Environmental risk assessment and consequences of municipal solid waste disposal.

Effective and efficient assessments of the site conditions are required for the sustainable management of landfills. In this study we propose an evaluation method to determine the degree of environmental contamination by the contest of heavy metals (HM) concentrations in soil and plants (Tanacetum vulgare L., Carduus L., Plantago major L.). We compared HM concentrations in the soil, leaves, stem and roots of those native plants. Content of HM in samples was at the same level in all localities, except content of Zn.
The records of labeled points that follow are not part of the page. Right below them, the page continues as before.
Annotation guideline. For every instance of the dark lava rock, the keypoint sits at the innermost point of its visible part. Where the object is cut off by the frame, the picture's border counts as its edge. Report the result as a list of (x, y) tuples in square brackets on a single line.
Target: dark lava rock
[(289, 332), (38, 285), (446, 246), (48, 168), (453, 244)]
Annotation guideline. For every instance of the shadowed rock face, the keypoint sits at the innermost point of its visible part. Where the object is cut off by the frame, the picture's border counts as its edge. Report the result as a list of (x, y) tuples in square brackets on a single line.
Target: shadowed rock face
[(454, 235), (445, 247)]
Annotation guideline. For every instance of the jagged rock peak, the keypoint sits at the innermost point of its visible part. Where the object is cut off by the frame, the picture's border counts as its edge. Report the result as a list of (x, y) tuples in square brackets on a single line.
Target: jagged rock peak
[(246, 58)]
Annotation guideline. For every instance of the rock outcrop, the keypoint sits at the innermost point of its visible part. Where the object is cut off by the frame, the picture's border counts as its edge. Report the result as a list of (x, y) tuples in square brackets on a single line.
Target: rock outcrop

These values confirm that the area is not naturally burdened by increased HM content in the soil, and also that the deposited municipal waste or the material used for reclamation and composting does not contain risk elements. The content of selected HM was monitored in plants naturally occurring in the area of interest. We can state that the content of individual HM was in the plant biomass at the same level. The measured values confirmed that the largest number of HM was in roots, then in stem and the least in leaves. In addition, specific indexes were determined: BAC, TF, CF, PLI and Igeo. The BAC values confirmed that the individual plants had the ability to accumulate Pb and Cd (BAC> 2) but were limited to bind Mn and Zn (BAC <1). TF values confirmed that plants had a different ability to transport HM from roots to aboveground biomass. Potential soil contamination was detected using CF, PLI and Igeo indexes but contamination by HM was not confirmed.